Open Workers in the admin UI to see:

  • Current login-worker mode and live connected agents
  • All connected agents with agent ID, slug, worker type, max concurrency, and active task count

Or query the API directly:

GET /api/v1/workers
Authorization: Bearer <admin-token>

Selecting agents for tasks (dispatch algorithm)

When a task is due the backend selects the least-loaded eligible agent within the configured pool:

Dedicated pool (worker_agent_pool: dedicated)

  1. Only tenant-specific agents (TENANT_SLUG = <slug>) are considered.
  2. The agent with the lowest active-task count is chosen (reservoir sampling on ties).
  3. If no dedicated agent has capacity the task run is marked error (no silent fallback).

Shared pool (worker_agent_pool: shared)

  1. Only shared agents (TENANT_SLUG = *) are considered.
  2. The least-loaded eligible agent is chosen.

Global concurrency cap

task_max_concurrent sets an optional cross-replica cap on the total number of concurrently running tasks for the tenant across all pools (0 = unlimited). Configure it from the controlplane UI or via PUT /tenants/{slug}/worker-limit.

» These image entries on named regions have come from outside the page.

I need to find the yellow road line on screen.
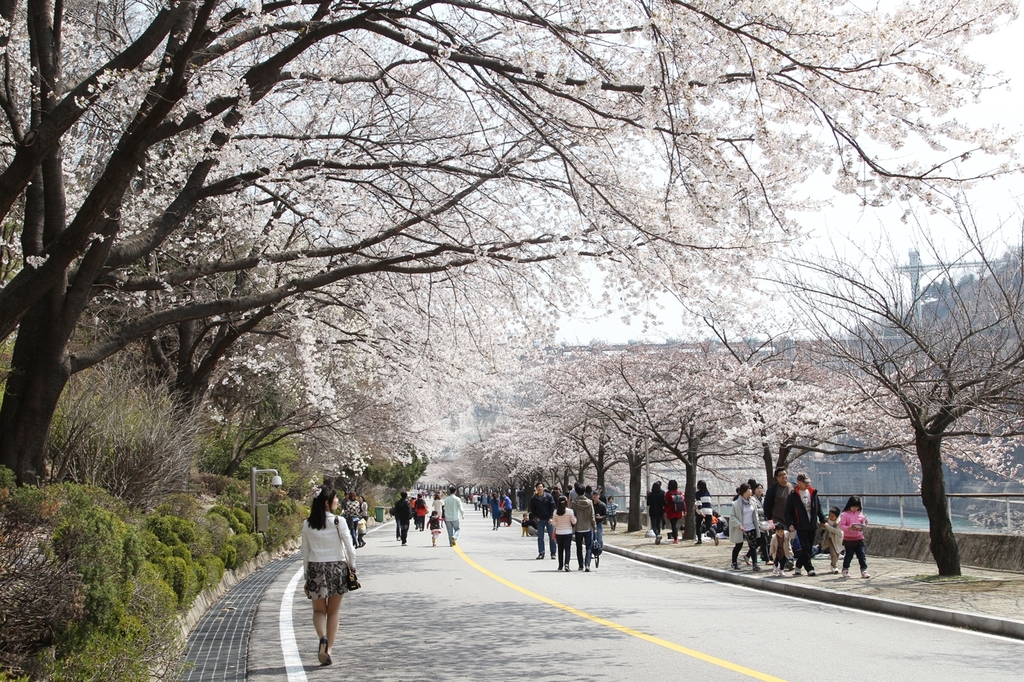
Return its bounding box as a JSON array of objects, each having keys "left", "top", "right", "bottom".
[{"left": 455, "top": 546, "right": 784, "bottom": 682}]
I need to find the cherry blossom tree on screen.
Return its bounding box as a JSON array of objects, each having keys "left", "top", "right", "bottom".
[
  {"left": 0, "top": 0, "right": 1015, "bottom": 481},
  {"left": 788, "top": 223, "right": 1024, "bottom": 576}
]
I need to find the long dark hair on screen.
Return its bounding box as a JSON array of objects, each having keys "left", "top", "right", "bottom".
[{"left": 309, "top": 487, "right": 338, "bottom": 530}]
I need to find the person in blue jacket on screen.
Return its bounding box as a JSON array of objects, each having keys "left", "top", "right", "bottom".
[{"left": 785, "top": 474, "right": 825, "bottom": 576}]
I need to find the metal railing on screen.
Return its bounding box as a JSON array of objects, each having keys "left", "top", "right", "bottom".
[{"left": 712, "top": 491, "right": 1024, "bottom": 532}]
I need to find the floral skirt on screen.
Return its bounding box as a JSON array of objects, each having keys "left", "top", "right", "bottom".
[{"left": 305, "top": 561, "right": 348, "bottom": 599}]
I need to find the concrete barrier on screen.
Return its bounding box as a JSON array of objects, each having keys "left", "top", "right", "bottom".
[
  {"left": 178, "top": 538, "right": 302, "bottom": 639},
  {"left": 604, "top": 545, "right": 1024, "bottom": 639},
  {"left": 864, "top": 525, "right": 1024, "bottom": 571}
]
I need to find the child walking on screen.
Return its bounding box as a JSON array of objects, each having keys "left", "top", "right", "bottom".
[
  {"left": 839, "top": 498, "right": 870, "bottom": 578},
  {"left": 821, "top": 507, "right": 843, "bottom": 573},
  {"left": 768, "top": 523, "right": 793, "bottom": 576},
  {"left": 427, "top": 509, "right": 441, "bottom": 547}
]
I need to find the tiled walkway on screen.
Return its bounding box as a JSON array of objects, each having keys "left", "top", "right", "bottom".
[{"left": 181, "top": 554, "right": 302, "bottom": 682}]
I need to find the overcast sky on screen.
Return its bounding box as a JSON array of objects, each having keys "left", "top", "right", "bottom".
[{"left": 559, "top": 11, "right": 1024, "bottom": 344}]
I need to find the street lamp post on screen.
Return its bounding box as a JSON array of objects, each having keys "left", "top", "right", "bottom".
[{"left": 249, "top": 467, "right": 282, "bottom": 532}]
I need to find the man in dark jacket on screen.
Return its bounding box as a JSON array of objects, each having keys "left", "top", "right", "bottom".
[
  {"left": 785, "top": 474, "right": 825, "bottom": 576},
  {"left": 647, "top": 480, "right": 665, "bottom": 545},
  {"left": 391, "top": 491, "right": 413, "bottom": 545},
  {"left": 529, "top": 483, "right": 555, "bottom": 559},
  {"left": 762, "top": 467, "right": 793, "bottom": 524}
]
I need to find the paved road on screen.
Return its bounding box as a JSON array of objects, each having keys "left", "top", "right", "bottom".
[{"left": 247, "top": 514, "right": 1024, "bottom": 682}]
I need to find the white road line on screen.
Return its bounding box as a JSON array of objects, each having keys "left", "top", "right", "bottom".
[
  {"left": 608, "top": 552, "right": 1021, "bottom": 644},
  {"left": 279, "top": 566, "right": 306, "bottom": 682},
  {"left": 278, "top": 523, "right": 387, "bottom": 682}
]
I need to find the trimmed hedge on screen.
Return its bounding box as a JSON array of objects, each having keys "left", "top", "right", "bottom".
[{"left": 0, "top": 467, "right": 307, "bottom": 682}]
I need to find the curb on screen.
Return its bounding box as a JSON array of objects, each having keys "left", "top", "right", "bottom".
[{"left": 604, "top": 545, "right": 1024, "bottom": 640}]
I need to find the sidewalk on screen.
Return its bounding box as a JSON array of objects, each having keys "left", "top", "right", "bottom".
[{"left": 604, "top": 524, "right": 1024, "bottom": 639}]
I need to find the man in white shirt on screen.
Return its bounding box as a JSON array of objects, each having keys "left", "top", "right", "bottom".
[{"left": 444, "top": 485, "right": 466, "bottom": 547}]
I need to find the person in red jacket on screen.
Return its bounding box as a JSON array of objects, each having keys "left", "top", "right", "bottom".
[{"left": 665, "top": 479, "right": 686, "bottom": 545}]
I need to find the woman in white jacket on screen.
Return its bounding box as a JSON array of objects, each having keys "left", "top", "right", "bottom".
[{"left": 302, "top": 487, "right": 355, "bottom": 666}]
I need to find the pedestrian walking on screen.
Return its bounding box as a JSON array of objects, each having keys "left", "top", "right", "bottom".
[
  {"left": 302, "top": 487, "right": 355, "bottom": 666},
  {"left": 572, "top": 483, "right": 594, "bottom": 572},
  {"left": 694, "top": 480, "right": 718, "bottom": 545},
  {"left": 427, "top": 511, "right": 441, "bottom": 547},
  {"left": 443, "top": 485, "right": 466, "bottom": 547},
  {"left": 768, "top": 523, "right": 793, "bottom": 576},
  {"left": 490, "top": 495, "right": 502, "bottom": 530},
  {"left": 785, "top": 473, "right": 825, "bottom": 576},
  {"left": 665, "top": 478, "right": 686, "bottom": 545},
  {"left": 551, "top": 496, "right": 575, "bottom": 571},
  {"left": 430, "top": 491, "right": 444, "bottom": 518},
  {"left": 413, "top": 493, "right": 427, "bottom": 531},
  {"left": 746, "top": 478, "right": 769, "bottom": 563},
  {"left": 818, "top": 507, "right": 845, "bottom": 573},
  {"left": 391, "top": 491, "right": 413, "bottom": 547},
  {"left": 729, "top": 483, "right": 761, "bottom": 570},
  {"left": 647, "top": 480, "right": 665, "bottom": 545},
  {"left": 529, "top": 483, "right": 556, "bottom": 559},
  {"left": 343, "top": 491, "right": 362, "bottom": 544},
  {"left": 607, "top": 495, "right": 618, "bottom": 531},
  {"left": 839, "top": 498, "right": 870, "bottom": 578}
]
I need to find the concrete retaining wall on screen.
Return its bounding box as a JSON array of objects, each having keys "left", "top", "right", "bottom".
[
  {"left": 178, "top": 538, "right": 302, "bottom": 639},
  {"left": 864, "top": 526, "right": 1024, "bottom": 571}
]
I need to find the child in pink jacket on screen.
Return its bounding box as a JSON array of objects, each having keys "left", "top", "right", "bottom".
[{"left": 839, "top": 498, "right": 870, "bottom": 578}]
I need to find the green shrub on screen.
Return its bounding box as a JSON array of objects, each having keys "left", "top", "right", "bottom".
[
  {"left": 202, "top": 547, "right": 224, "bottom": 588},
  {"left": 225, "top": 535, "right": 258, "bottom": 567},
  {"left": 153, "top": 493, "right": 203, "bottom": 519},
  {"left": 231, "top": 507, "right": 253, "bottom": 532},
  {"left": 218, "top": 540, "right": 239, "bottom": 568},
  {"left": 0, "top": 466, "right": 17, "bottom": 489},
  {"left": 207, "top": 505, "right": 245, "bottom": 535}
]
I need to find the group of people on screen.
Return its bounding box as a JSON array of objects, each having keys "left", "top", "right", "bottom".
[
  {"left": 391, "top": 485, "right": 466, "bottom": 547},
  {"left": 522, "top": 482, "right": 616, "bottom": 572},
  {"left": 647, "top": 468, "right": 870, "bottom": 578}
]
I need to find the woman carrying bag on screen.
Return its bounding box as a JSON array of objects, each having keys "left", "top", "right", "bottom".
[{"left": 302, "top": 487, "right": 358, "bottom": 666}]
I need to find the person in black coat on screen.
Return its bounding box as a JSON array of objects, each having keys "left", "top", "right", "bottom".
[
  {"left": 391, "top": 491, "right": 413, "bottom": 545},
  {"left": 647, "top": 480, "right": 665, "bottom": 545},
  {"left": 785, "top": 474, "right": 825, "bottom": 576}
]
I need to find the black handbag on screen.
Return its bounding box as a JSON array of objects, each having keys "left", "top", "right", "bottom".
[{"left": 345, "top": 568, "right": 362, "bottom": 592}]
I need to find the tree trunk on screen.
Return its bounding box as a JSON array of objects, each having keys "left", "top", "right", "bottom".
[
  {"left": 0, "top": 305, "right": 71, "bottom": 484},
  {"left": 683, "top": 452, "right": 697, "bottom": 540},
  {"left": 626, "top": 457, "right": 643, "bottom": 532},
  {"left": 914, "top": 430, "right": 961, "bottom": 576}
]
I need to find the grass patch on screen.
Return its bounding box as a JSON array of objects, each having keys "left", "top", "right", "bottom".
[{"left": 910, "top": 574, "right": 988, "bottom": 584}]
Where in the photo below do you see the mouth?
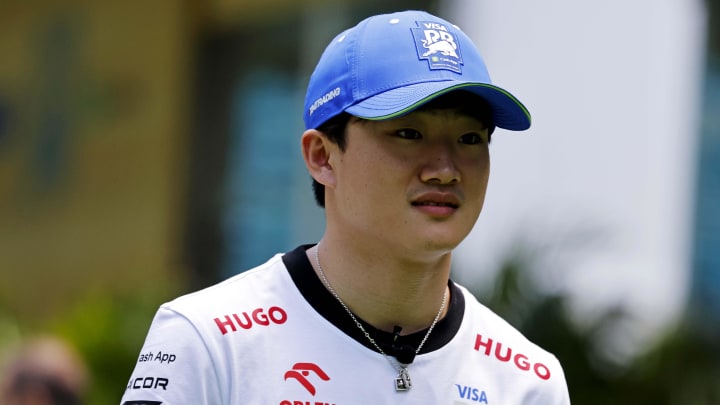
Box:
[410,192,460,218]
[412,201,458,208]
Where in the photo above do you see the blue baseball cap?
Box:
[304,11,531,131]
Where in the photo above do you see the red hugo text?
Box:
[475,334,550,380]
[215,307,287,335]
[280,401,335,405]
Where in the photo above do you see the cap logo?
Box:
[411,21,463,73]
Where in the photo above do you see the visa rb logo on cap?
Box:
[411,21,462,73]
[303,10,531,131]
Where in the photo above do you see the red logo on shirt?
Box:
[475,334,550,380]
[285,363,330,396]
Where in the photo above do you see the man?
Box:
[123,11,569,405]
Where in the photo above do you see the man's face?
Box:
[326,109,490,257]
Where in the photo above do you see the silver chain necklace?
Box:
[315,245,447,391]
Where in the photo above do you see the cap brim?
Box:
[345,81,531,131]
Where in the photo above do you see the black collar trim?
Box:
[282,245,465,356]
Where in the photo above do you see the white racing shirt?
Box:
[121,246,570,405]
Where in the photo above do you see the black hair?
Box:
[312,90,495,208]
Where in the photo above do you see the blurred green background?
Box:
[0,0,720,405]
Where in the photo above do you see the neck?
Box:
[307,241,450,335]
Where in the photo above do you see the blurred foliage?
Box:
[0,285,178,405]
[0,254,720,405]
[476,251,720,405]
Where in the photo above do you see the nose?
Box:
[420,145,461,185]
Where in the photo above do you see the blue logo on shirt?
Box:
[455,384,488,404]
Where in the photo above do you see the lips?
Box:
[412,201,458,208]
[411,192,460,209]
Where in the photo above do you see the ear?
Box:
[301,129,339,188]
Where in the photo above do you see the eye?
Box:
[395,128,422,139]
[458,132,485,145]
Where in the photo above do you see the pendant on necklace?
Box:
[395,366,412,391]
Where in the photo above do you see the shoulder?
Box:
[459,286,567,403]
[161,254,293,318]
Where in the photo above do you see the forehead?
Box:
[415,90,492,125]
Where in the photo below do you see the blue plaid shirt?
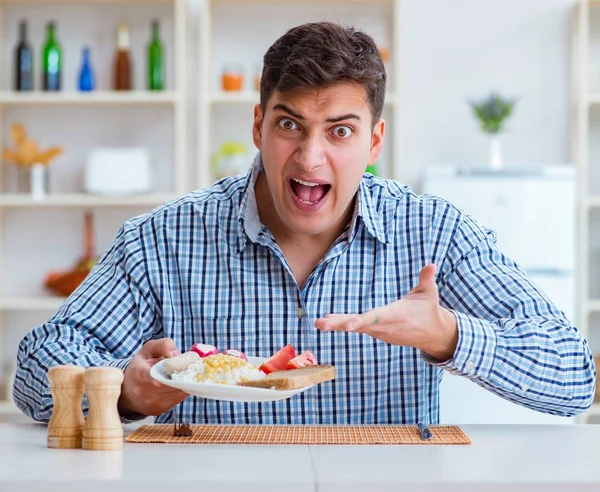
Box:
[14,154,595,424]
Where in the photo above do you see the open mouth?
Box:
[290,178,331,205]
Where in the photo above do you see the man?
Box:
[14,23,595,424]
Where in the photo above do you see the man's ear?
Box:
[252,104,263,150]
[369,118,385,165]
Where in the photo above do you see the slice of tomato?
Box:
[259,343,296,374]
[285,350,317,369]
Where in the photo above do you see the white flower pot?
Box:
[490,136,502,170]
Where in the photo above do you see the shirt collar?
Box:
[237,151,389,252]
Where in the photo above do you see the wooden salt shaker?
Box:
[82,367,123,450]
[47,365,85,449]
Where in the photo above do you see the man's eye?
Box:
[277,118,298,130]
[333,125,354,138]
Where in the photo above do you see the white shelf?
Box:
[585,299,600,315]
[0,0,175,5]
[0,193,176,208]
[0,297,65,311]
[585,403,600,417]
[0,400,20,415]
[0,91,177,106]
[583,196,600,209]
[212,0,394,6]
[210,92,260,104]
[209,91,397,105]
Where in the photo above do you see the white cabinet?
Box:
[423,167,577,424]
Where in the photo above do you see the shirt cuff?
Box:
[421,311,498,379]
[96,357,148,424]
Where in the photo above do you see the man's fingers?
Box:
[419,263,435,288]
[140,338,180,359]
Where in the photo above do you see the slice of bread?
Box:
[239,364,335,390]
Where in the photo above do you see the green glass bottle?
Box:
[148,20,165,91]
[42,22,62,91]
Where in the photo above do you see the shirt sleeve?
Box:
[423,210,596,416]
[13,222,161,422]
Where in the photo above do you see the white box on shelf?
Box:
[84,147,151,195]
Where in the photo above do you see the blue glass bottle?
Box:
[79,47,96,92]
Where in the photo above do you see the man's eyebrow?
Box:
[325,113,360,123]
[273,104,305,120]
[273,103,360,123]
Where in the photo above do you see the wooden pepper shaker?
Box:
[47,365,85,449]
[82,367,123,450]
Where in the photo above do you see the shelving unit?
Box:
[0,193,178,208]
[0,91,179,106]
[572,0,600,423]
[195,0,402,188]
[0,0,186,416]
[0,296,65,311]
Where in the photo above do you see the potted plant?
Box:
[471,92,517,169]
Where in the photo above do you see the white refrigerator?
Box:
[423,166,577,424]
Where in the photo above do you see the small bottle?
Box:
[221,65,244,92]
[14,21,33,91]
[79,47,96,92]
[113,24,132,91]
[148,20,165,91]
[42,22,62,91]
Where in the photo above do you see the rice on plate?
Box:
[171,354,265,384]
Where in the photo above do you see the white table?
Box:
[0,424,600,492]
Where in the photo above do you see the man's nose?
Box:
[296,135,327,171]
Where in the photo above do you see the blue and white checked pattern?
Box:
[14,158,595,424]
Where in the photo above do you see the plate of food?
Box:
[150,343,335,402]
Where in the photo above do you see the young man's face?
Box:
[253,83,384,239]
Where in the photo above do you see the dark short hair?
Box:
[260,22,386,123]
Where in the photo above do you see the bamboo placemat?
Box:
[126,424,471,444]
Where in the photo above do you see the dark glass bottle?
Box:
[14,21,33,91]
[148,20,165,91]
[42,22,62,91]
[79,47,96,92]
[113,24,132,91]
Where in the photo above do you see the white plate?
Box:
[150,357,314,401]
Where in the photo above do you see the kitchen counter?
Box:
[0,424,600,492]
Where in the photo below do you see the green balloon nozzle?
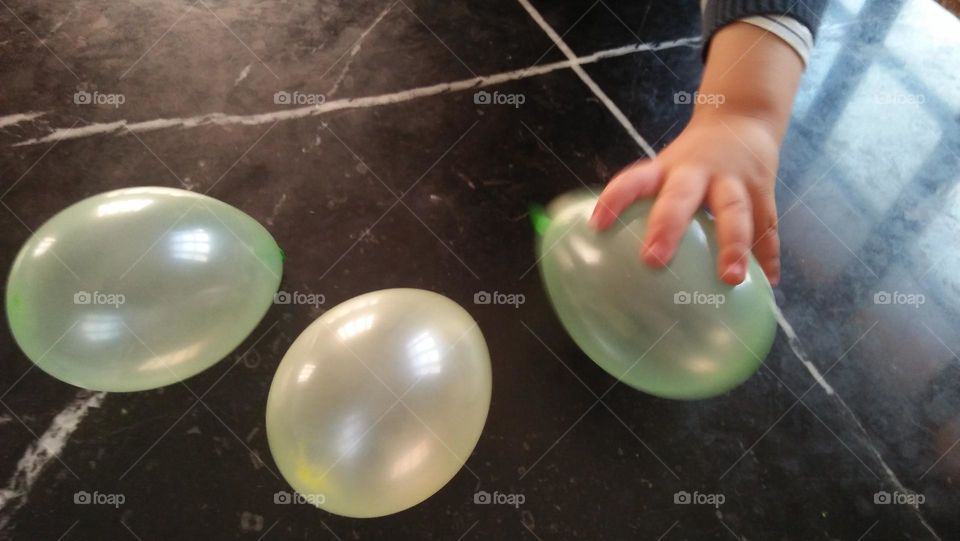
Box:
[527,203,550,237]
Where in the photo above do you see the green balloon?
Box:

Multi-replica accuracy: Agent connections are persisted to each tenant's database (agent_connections table). The Workers page always shows all connected agents across every backend replica, not just those on the replica serving the current HTTP request.


Security considerations

  • Agent tokens are stored as SHA-256 hashes — the raw token cannot be recovered from the database.
  • Revoke a token immediately from Infrastructure → Agent Tokens → Revoke if it is compromised. Connected agents using that token are rejected on their next registration attempt.
  • Task scripts run inside the Yaegi interpreter with the same package allowlist as the inline worker (fmt, strings, time, standard library — no os/exec, syscall, or net raw sockets).
  • The gRPC stream is protected by TLS when connecting through a public ingress. Inside the cluster (agent ↔ backend) plaintext is acceptable since the traffic is within the private network.

Backend gRPC server configuration

Variable Default Description
GRPC_PORT 9090 Port the backend listens on for agent connections. Set to empty to disable the gRPC server entirely.

The gRPC server sends keepalive PINGs every 30 s and enforces a minimum client ping interval of 15 s. Agents send PINGs every 20 s. These defaults survive most load balancer idle timeouts.